En 1970, le Président Georges Pompidou demande à Pierre Boulez de créer et de diriger un institut de recherche musicale associé au futur Centre national d’art contemporain. Dès 1973, est mis en chantier un bâtiment conçu par les architectes Renzo Piano et Richard Rogers, au pied de l’église Saint-Merri, sous le bassin de la place Igor-Stravinsky, l’IRCAM. Cet épisode intitulé “The Submarine” est une immersion dans l’univers insonorisé de ce sous-marin flottant dans les profondeurs du sol parisien. Il nous ouvre, de façon ludique, les portes du monde de la recherche et de l’expérimentation musicale.

Renzo Piano
Renzo Piano est un architecte italien spécialisé dans le design de musées. Né en 1937, fils et petit-fils d’architecte, il fonde, en 1971, son propre cabinet et s’associe à Richard Rogers puis à Peter Rice. Avec son cabinet Piano & Rogers, il remporte le concours qui lui permet de dessiner l’architecture du musée Pompidou à Paris, ville dans laquelle il s’installe et crée ses ateliers appelés Building Workshops, qu’il développe également à Gênes (sa ville de naissance) et à New York. On doit à Renzo Piano de nombreuses œuvres majeures parmi lesquelles le terminal de l’aéroport d’Osaka, de nombruex musées et fondations. L’œuvre de Renzo Piano consiste à intégrer parfaitement ses bâtiments dans l’environnement du quartier où ils sont construits.
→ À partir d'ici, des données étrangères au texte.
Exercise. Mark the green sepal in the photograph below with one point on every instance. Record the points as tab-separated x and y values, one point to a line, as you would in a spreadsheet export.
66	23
Ila Bêka et Louise Lemoine
Artistes, vidéastes, producteurs et éditeurs, Ila Bêka et Louise Lemoine travaillent ensemble depuis plus de dix ans. Leur recherche se concentre principalement sur l’expérimentation de nouvelles formes narratives et cinématographiques en relation avec l’architecture contemporaine et le monde urbain. Au travers d’un regard singulier et hautement subjectif, pétrit d’humour et d’humanité, leurs films redonnent corps et vie à l’image statique de certaines icônes de l’architecture contemporaine en pointant leur attention sur les notions d’usage. Loin de la virtuosité stérile des belles images, ces films nous ouvrent les portes d’un monde fourmillant d’histoires personnelles qui révèlent à quel point l’architecture, et plus généralement les espaces dans lesquels nous vivons, recouvrent des questions sociales, culturelles et politiques qui nous concernent tous.